I think that UV map up there says UV 0 if i can read it right. That is your texture map not your lightMap UVs (unless you re-assigned it). LightMap UVs are channel 1.

LightMap can cast onto other areas when planes are too close together they can bleed onto another surface. They require some space when the angle changes.

You also have your lightMap UVs at 2048, which is very high. I’m assuming that this model is one big model in that case and not separated into modular bits that you put together.

but yes, also check your ambient occlusion in World Settings there is a “Use Ambient Occlusion” which is by default off. It could be you added one into a volume, but make sure you don’t have it in the World Settings too although I think this has more to do with the model and the UVs you aren’t showing yet.

sorry to hijack OP’s thread. but what do you mean when you say 2048 is very high? does it affect the GPU memory or something else? what exactly does that number refer to? does it mean the light map is 2k by 2k? because that doesn’t seem very high to me.

edit: to people saying his light map needs more space. the margins actually seem too big and the UV islands are too small to hold any texture data from the looks of it.

The UV’s need to be done better–the automatic flatten mapping does not give good results, and for something like that you’ll need to split up the mesh into multiple parts so that you can get better lightmap coverage rather than trying to do it as a single mesh with a high resolution lightmap. Also, as far as the mesh goes, make sure that walls don’t overlap the ceiling/floor otherwise the shadows can bleed through.

The LightMap is high means that yes, it’s minimum is being defined as 2048x2048. In the context of a world where you might need hundreds of lightMaps (or more) that is high. I think that the default is 64x64.

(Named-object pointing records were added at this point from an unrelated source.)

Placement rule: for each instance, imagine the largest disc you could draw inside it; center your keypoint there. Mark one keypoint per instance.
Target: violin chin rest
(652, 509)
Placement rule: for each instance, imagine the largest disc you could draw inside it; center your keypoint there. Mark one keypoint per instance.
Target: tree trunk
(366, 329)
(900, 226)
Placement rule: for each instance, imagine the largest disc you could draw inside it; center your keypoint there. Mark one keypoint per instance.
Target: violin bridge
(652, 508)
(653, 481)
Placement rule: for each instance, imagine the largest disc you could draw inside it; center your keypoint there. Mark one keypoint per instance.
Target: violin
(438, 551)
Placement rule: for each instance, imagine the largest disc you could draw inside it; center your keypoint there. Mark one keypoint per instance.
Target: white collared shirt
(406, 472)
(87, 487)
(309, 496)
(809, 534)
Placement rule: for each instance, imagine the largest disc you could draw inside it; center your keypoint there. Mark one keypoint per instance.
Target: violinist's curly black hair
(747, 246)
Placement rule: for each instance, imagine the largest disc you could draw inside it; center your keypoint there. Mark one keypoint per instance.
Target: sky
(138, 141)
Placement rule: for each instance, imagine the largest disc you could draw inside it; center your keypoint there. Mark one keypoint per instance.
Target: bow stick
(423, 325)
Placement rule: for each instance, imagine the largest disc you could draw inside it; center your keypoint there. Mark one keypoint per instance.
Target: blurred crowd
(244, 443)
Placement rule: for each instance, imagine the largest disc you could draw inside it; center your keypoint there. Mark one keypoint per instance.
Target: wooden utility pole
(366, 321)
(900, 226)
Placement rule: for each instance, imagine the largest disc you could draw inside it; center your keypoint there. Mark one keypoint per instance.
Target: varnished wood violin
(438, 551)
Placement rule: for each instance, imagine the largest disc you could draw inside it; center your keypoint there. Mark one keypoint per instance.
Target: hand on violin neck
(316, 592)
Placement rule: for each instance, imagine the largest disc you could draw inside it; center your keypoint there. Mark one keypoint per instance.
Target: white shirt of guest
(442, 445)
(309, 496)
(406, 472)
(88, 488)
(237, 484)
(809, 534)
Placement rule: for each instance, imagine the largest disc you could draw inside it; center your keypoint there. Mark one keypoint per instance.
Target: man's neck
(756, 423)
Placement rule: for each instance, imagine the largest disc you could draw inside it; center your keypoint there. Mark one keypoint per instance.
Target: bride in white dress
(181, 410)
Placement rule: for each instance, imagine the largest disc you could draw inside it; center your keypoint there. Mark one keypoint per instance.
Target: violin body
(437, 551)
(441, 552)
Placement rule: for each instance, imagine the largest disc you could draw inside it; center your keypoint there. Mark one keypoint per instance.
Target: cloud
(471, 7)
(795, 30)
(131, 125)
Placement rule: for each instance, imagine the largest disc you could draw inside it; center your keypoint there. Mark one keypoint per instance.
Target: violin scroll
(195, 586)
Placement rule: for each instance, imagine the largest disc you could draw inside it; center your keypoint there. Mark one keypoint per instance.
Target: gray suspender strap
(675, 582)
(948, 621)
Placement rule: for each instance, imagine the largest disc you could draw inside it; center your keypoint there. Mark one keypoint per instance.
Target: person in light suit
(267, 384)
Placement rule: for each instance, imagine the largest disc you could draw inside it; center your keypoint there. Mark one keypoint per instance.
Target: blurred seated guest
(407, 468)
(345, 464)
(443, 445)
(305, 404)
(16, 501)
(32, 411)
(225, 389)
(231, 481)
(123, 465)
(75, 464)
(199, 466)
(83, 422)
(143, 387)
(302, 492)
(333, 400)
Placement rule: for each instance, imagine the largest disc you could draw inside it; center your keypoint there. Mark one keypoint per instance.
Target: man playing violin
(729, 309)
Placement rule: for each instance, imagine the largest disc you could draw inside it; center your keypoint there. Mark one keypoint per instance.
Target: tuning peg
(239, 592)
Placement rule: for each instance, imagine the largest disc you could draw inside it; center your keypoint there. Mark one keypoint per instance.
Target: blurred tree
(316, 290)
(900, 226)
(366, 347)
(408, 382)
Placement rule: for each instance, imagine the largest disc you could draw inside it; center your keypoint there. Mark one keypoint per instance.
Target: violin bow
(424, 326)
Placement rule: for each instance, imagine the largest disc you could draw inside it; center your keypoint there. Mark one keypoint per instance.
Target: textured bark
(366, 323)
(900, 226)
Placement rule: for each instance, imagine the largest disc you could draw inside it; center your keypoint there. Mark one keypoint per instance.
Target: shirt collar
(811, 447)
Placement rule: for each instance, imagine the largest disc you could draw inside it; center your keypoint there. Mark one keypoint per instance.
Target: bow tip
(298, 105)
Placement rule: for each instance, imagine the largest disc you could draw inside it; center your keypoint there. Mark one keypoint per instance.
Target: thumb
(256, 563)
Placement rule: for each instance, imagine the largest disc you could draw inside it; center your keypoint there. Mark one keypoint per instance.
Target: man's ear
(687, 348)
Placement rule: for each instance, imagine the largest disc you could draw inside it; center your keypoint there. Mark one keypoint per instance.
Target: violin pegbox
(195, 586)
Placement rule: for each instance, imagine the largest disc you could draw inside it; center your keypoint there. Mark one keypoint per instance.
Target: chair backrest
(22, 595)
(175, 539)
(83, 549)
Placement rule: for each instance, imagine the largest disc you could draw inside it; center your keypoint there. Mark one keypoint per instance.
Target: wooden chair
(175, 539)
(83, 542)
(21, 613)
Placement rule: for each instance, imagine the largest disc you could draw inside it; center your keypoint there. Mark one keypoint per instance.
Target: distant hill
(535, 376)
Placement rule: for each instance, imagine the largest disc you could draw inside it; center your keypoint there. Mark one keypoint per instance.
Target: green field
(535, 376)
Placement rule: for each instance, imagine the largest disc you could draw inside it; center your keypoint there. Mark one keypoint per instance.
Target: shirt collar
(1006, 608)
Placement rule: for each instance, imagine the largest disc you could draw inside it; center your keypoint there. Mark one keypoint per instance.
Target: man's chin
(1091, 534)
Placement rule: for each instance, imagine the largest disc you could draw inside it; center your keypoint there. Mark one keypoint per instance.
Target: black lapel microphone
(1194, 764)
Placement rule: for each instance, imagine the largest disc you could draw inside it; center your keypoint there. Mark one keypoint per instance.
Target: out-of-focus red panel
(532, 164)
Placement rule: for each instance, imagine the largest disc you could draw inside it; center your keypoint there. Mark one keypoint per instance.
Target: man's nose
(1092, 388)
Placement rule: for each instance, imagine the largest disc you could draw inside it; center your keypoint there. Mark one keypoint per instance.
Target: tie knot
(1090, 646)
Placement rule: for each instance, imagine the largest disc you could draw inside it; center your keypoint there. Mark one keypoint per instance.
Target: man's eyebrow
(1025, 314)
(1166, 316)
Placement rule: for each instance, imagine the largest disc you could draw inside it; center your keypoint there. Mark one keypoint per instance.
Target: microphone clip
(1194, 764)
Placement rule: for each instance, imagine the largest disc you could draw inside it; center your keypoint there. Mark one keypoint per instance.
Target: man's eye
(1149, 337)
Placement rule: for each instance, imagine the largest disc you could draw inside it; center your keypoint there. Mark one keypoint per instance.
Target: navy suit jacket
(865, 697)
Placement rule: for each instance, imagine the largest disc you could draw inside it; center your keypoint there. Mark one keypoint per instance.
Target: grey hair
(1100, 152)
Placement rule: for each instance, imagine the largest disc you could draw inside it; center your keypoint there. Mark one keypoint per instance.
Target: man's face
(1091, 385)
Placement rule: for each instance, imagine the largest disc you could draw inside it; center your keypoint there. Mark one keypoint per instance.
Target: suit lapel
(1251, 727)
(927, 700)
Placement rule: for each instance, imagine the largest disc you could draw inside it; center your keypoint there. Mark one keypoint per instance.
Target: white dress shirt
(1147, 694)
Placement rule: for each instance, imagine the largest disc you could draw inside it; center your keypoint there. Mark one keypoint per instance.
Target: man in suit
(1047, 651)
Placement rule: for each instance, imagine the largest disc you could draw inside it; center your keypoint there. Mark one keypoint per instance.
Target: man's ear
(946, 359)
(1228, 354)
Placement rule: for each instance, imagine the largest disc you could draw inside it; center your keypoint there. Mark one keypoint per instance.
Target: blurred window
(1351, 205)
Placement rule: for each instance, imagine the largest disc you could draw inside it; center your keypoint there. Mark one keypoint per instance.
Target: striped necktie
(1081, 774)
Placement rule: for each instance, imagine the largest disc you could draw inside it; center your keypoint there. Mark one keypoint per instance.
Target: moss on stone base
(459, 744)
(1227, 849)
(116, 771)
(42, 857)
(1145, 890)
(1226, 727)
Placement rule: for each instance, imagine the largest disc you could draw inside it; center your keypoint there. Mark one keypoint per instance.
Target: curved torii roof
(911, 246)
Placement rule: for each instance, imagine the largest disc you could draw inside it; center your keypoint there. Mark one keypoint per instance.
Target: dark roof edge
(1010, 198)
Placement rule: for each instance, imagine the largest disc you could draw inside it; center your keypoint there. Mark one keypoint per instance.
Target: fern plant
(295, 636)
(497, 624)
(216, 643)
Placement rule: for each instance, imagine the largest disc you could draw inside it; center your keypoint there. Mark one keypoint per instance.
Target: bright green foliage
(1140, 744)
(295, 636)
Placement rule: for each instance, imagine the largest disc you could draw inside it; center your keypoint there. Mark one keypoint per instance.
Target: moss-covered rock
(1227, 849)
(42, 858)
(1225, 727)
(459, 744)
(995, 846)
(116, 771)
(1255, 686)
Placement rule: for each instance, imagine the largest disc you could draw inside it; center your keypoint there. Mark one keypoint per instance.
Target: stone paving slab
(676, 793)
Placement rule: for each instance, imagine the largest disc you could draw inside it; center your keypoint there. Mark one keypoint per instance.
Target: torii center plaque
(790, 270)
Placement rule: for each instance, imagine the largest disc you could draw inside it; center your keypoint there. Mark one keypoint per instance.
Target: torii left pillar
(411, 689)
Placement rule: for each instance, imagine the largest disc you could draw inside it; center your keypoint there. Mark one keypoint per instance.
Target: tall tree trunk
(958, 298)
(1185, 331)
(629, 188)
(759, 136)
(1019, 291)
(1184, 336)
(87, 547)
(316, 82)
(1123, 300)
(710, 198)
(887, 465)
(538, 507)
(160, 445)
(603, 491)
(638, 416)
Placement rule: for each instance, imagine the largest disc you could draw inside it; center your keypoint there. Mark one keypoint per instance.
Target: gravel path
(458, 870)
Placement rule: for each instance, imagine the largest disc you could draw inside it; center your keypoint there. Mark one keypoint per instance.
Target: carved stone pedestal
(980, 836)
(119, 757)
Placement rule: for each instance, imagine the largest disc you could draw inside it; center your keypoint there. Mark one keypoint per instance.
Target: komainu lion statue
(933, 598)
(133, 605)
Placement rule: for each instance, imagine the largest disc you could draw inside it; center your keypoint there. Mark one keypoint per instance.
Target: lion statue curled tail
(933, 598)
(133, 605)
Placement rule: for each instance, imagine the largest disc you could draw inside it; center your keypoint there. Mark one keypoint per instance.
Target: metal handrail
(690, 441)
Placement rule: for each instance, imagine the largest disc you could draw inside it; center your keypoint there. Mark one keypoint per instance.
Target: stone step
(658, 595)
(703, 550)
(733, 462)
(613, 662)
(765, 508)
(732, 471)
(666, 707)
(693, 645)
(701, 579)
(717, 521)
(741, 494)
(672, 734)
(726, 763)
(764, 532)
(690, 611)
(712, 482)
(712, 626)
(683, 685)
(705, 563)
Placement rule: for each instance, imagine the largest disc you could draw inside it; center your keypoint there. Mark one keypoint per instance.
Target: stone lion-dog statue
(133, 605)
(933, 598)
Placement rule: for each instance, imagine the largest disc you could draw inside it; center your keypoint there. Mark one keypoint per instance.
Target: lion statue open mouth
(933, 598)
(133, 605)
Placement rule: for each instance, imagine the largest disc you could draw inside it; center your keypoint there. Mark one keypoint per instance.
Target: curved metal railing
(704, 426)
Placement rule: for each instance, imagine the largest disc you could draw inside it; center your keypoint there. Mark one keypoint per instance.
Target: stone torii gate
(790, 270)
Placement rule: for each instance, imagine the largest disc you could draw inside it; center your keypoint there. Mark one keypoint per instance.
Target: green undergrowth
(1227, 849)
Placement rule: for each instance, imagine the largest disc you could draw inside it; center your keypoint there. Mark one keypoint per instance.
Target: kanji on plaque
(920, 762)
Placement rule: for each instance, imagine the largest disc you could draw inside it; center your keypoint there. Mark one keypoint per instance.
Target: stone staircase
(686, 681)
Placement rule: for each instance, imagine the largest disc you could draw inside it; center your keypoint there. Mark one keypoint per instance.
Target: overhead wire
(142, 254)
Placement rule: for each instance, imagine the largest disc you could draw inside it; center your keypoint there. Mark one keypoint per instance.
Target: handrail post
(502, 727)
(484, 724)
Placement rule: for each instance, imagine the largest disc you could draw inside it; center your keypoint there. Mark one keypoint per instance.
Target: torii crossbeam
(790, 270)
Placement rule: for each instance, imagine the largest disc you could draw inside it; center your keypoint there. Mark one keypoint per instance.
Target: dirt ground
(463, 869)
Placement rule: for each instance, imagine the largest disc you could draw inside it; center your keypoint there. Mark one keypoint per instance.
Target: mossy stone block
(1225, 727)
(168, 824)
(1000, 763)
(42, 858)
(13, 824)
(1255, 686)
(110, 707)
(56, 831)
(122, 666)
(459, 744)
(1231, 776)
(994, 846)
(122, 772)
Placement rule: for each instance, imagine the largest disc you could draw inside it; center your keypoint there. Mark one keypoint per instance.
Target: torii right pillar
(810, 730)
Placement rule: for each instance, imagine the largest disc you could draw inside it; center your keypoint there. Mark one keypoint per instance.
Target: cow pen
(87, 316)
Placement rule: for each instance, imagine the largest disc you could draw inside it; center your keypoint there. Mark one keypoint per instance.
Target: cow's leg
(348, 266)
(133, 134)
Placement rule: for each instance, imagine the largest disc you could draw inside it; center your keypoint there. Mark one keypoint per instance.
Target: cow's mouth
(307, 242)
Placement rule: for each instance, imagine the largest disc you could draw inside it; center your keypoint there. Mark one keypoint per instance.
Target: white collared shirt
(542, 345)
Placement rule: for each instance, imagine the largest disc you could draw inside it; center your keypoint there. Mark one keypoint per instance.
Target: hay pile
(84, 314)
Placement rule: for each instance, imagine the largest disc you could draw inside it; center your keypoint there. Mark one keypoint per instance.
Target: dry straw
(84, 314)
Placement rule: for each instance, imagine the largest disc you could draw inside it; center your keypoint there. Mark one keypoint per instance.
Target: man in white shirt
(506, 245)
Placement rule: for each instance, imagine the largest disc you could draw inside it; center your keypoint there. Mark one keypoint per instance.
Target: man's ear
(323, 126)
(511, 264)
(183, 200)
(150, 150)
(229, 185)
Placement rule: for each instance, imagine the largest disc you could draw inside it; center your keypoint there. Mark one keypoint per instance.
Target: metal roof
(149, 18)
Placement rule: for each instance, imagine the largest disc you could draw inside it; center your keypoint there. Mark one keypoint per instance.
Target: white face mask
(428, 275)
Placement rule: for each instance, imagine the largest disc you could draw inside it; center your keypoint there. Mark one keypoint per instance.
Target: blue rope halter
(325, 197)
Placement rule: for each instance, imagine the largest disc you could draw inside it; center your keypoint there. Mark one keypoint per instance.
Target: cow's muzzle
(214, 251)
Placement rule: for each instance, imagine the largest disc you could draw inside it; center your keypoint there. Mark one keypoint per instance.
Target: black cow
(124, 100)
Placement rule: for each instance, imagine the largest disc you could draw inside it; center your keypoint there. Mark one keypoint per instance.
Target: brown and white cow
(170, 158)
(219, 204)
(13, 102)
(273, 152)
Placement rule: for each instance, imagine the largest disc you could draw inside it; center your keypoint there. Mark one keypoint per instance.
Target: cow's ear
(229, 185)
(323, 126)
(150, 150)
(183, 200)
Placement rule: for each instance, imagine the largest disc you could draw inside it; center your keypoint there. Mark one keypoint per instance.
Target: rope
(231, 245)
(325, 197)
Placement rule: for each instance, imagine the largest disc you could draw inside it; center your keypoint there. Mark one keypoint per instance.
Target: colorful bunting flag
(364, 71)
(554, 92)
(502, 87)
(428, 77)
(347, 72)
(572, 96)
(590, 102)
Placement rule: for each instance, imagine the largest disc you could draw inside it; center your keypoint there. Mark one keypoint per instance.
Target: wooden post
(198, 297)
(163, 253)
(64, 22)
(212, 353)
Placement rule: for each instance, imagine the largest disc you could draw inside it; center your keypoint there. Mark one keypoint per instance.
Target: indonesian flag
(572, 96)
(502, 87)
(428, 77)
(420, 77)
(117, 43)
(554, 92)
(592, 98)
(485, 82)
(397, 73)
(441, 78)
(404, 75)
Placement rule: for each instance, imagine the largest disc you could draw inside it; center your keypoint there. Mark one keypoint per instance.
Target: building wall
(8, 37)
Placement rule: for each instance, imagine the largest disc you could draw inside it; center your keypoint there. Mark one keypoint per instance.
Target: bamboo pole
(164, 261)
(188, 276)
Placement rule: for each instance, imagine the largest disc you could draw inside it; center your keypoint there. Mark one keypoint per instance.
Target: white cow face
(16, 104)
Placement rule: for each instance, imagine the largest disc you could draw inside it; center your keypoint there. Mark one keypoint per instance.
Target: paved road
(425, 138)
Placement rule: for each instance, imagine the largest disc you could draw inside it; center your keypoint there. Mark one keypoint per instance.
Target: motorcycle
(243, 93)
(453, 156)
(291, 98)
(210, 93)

In terms of gameplay you don’t want to start your lightMaps at 2k. If you need to make your maps 2k there is probably something wrong with the lightMap uv’s that you need to investigate or potentially your model is too huge. Does that mean you won’t use 2k lightMaps? No. But it means you shouldn’t start at 2k.

My caveat of course is that this is not a one size fits all. If someone is doing an architectural render where we are only in one small environment they may want to have 2k lightMaps, but it’s generally not good to max everything out at the get go.

The UVs showing up above are not the correct UVs to judge how little space the surfaces are getting, because they are for the texture map, although i suspect it isn’t very much.

For arch viz you can get away with multiple 2048 light maps but for a game not so much.

Thank for the replies. It’s not ambient occlusion as i’ve set it to 0. I’ll try breaking the walls into different parts.

Apparently i found the cause of my problem. I set the packed lights and shadow maps too high.